For this I would use the velocity equation to get the direction you’re object is going to be facing and then from there you can use CFrame.lookAt
or CFrame.fromMatrix
.
local g, v0, x0 -- define these
local function x(t)
return 0.5*g*t*t + v0*t + x0
end
local function v(t)
return g*t + v0
end
local t = 0
game:GetService("RunService").Heartbeat:Connect(function(dt)
t = t + dt
local position = x(t)
local velocity = v(t)
local cframe = CFrame.lookAt(position, position + velocity)
end)
Now the one issue you may find with this is when the parabola reaches its peak then velocity will have a magnitude of zero (as shown when deriving the max jump height in the OP).
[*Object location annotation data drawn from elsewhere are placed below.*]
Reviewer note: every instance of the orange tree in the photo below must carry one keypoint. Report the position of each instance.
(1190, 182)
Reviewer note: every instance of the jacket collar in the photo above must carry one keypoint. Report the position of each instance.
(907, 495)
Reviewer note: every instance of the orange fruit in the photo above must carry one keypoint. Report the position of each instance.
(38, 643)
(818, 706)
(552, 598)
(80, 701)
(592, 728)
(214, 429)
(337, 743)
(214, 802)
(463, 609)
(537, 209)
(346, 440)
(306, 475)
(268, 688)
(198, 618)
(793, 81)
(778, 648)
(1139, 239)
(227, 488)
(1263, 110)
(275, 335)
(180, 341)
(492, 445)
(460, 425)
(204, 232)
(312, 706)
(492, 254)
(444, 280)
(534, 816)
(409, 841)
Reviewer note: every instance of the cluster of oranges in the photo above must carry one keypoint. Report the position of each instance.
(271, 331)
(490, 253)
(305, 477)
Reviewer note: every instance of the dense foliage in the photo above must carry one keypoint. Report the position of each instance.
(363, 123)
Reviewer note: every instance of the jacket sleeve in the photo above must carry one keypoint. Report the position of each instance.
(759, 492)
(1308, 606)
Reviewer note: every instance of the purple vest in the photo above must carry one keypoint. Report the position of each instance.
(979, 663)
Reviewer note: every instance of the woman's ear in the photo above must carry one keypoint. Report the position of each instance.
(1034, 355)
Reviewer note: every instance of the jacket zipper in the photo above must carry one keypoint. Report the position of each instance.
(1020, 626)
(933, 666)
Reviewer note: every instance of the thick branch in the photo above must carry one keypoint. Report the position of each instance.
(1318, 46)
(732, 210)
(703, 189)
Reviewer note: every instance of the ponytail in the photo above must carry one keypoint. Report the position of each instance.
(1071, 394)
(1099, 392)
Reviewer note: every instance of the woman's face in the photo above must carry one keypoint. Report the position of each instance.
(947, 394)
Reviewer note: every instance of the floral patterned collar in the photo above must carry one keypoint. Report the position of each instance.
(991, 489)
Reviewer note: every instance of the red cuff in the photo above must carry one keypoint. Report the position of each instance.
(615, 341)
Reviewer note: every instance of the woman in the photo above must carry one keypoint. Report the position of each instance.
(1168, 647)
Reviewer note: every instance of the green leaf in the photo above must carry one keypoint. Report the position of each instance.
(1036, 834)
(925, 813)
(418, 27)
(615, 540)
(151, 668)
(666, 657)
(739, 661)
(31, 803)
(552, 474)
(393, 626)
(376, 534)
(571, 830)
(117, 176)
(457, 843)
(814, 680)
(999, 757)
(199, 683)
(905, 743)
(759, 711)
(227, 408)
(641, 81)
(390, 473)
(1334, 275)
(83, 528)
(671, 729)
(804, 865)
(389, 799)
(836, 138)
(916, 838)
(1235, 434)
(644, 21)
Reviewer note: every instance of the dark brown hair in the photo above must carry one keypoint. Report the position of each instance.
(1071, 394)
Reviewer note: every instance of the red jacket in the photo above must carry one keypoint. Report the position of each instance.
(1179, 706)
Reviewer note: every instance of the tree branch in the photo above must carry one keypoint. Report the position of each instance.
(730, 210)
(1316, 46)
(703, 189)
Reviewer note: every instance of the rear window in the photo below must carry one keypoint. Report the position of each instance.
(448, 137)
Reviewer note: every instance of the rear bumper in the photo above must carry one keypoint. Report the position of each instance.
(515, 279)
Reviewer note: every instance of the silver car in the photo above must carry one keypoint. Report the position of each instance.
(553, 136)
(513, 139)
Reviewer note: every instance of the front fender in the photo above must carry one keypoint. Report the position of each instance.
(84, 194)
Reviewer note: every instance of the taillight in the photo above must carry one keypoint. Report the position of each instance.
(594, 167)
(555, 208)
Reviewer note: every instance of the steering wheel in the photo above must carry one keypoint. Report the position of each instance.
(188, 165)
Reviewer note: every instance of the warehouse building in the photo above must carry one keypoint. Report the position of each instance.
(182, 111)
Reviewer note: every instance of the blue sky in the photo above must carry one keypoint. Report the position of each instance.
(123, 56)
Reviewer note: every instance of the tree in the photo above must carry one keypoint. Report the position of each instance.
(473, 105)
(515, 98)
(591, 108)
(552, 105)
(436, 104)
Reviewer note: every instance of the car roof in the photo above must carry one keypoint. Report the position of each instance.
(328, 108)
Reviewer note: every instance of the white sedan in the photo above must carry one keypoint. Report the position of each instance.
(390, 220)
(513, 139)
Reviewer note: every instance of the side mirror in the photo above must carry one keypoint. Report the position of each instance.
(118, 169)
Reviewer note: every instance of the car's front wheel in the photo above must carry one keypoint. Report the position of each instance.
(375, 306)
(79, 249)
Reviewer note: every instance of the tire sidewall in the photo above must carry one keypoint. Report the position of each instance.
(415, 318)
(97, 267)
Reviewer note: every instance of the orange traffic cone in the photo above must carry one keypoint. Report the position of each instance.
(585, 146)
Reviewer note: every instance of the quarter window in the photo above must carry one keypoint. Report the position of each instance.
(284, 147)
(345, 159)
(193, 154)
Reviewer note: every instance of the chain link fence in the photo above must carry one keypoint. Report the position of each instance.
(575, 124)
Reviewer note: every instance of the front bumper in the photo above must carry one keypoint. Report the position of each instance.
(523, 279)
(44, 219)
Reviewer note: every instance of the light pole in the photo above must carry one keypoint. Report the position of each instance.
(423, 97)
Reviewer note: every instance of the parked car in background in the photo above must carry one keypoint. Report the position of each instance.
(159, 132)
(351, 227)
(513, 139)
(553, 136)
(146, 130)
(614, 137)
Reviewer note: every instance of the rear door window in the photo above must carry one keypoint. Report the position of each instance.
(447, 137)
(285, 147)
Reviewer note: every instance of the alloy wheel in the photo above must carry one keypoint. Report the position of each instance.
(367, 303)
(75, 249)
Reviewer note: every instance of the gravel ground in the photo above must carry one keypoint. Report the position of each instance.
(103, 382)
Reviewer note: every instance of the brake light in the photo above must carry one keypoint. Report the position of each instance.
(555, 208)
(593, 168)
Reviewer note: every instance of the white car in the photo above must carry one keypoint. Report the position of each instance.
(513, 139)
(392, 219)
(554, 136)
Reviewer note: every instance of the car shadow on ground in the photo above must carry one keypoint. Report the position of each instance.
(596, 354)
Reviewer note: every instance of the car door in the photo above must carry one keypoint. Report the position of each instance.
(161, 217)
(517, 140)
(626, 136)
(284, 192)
In that case we need to handle the situation a little differently:
local t = 0
game:GetService("RunService").Heartbeat:Connect(function(dt)
t = t + dt
local position = x(t)
local velocity = v(t)
if velocity:Dot(velocity) == 0 then -- magnitude^2 == 0
velocity = v(t - dt) * Vector3.new(1, 0, 1)
end
local cframe = CFrame.lookAt(position, position + velocity)
end)
Hope that helps!
This is exactly what I was looking for! Thank you so much
Thank you so much for the resource!
It turns out that the trajectory will have inaccuracies for reasons other than collision-based velocity damping. One of them is the integration method Roblox is currently using (the formula that updates the object position based on its velocity, and its velocity based on its acceleration). Users @GFink, @GloriedRage and I have recently figured how to suppress this offset, if you’d like to take a look!
I saw this thread and i wanted to ask you something. How can i make a projectile (or any part etc.) move into a special trajectory (not roblox world physics) like in Original Snido Life. I mean projectile goes to mouse point but not up and down but from left to right. Also, self growing trees from Shindo Life.